Re:My take for what it's worth, Greg Waller
posted on
Oct 31, 2013 11:23PM
CUU own 25% Schaft Creek: proven/probable min. reserves/940.8m tonnes = 0.27% copper, 0.19 g/t gold, 0.018% moly and 1.72 g/t silver containing: 5.6b lbs copper, 5.8m ounces gold, 363.5m lbs moly and 51.7m ounces silver; (Recoverable CuEq 0.46%)
I agree with lletea, and Golf when determining the "real" value of SC.
Greg Waller got back to me aswell today....last post lol.
We have not made a commitment to develop Schaft Creek. Any plans for taking on additional capital expenditure commitments would have to be done in the context of our commodity market outlook, free cash flow generation and alternatives for investing that capital.
Regards
Greg Waller
I asked him about the idea of developing Schaft Creek and Fort Hills simultaneously as they are both huge projects that need billions of dollars in capital expenditure.

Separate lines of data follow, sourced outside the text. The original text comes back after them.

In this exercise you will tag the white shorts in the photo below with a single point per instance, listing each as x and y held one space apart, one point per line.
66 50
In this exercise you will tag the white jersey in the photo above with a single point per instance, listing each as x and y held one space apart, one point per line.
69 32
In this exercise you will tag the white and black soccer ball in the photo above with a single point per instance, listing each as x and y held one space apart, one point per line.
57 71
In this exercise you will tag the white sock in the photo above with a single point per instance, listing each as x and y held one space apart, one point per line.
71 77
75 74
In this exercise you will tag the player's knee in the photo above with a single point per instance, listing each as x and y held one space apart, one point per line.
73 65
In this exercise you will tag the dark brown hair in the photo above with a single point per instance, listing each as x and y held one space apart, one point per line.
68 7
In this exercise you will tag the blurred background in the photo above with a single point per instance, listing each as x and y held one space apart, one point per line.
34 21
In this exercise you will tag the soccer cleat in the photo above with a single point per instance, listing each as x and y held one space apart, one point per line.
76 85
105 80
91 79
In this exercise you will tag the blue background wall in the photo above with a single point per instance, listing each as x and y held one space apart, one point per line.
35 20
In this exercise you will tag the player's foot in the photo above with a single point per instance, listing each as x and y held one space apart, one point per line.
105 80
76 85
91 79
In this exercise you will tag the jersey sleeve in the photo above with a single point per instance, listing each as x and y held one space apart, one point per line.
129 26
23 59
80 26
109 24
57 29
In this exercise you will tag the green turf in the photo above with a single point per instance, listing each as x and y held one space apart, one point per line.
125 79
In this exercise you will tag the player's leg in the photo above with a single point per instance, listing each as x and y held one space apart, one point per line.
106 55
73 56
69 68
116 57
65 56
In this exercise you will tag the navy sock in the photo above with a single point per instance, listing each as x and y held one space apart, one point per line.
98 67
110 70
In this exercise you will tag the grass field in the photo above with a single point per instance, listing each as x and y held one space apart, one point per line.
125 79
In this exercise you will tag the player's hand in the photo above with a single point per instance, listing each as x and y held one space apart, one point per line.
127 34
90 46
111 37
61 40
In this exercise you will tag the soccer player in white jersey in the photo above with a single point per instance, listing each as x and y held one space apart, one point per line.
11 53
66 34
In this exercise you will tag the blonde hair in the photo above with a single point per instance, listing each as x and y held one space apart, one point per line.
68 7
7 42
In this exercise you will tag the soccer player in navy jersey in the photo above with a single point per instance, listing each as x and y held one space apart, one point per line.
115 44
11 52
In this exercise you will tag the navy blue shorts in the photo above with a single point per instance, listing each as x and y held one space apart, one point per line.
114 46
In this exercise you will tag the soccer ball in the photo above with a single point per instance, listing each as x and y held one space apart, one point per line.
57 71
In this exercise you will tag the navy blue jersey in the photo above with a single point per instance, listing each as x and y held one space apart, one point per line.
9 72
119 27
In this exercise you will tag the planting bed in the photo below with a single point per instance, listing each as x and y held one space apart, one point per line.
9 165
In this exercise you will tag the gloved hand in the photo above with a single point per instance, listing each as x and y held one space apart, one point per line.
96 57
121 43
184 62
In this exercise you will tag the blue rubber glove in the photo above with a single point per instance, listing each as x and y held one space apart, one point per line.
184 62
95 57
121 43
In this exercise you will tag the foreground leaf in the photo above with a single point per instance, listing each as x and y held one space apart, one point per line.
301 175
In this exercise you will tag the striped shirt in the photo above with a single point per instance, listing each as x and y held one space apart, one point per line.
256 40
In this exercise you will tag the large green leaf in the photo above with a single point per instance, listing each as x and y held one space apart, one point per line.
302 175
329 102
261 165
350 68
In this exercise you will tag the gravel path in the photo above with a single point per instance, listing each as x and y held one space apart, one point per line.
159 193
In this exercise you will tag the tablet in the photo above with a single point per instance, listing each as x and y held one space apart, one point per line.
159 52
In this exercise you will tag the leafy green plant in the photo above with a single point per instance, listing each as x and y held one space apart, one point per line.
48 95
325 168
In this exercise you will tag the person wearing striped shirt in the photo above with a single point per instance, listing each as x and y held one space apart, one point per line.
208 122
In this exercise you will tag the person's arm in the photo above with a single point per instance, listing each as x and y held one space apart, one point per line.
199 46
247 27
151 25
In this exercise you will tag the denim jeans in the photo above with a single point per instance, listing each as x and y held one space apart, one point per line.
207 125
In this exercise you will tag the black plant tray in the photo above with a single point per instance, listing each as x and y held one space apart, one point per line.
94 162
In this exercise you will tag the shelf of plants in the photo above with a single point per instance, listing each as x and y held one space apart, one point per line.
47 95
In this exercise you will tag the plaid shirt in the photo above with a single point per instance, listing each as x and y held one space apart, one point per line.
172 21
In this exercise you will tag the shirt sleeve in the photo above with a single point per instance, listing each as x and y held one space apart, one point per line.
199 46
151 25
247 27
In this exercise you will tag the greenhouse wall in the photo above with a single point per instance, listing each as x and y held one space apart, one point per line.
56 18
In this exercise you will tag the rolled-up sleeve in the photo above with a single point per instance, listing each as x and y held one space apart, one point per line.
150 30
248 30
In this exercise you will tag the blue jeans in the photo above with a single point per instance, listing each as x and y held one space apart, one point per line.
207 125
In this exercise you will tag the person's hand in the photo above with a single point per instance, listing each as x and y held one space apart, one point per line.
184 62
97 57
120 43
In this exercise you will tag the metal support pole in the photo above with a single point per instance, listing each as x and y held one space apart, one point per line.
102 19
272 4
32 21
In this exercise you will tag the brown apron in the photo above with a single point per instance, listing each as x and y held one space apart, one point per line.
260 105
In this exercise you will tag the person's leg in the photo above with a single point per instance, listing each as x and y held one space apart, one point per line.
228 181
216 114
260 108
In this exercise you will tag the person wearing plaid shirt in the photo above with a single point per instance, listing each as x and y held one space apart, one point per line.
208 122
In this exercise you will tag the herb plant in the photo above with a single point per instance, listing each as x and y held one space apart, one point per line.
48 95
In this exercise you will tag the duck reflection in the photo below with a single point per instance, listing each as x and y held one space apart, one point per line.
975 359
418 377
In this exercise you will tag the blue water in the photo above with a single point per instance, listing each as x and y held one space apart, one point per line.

Now when you try to analyze the above statement it seems Teck can develop both projects at the same time once plans are finalized and a commitment is made. For Teck to take on additional capital expenditure (for Schaft Creek) it will be done in the context of:
1) Commodity market outlook- Positive according to Teck management.
2) free cash flow generation- Teck generates $250-400 Million each quarter which could sustain both project's developments.
3) Alternatives- Elmer's response earlier in the day ties well into this approach as a potential alternative can be Teck selling a portion of their interest to a partner inwhich they earn their interest by putting up financing.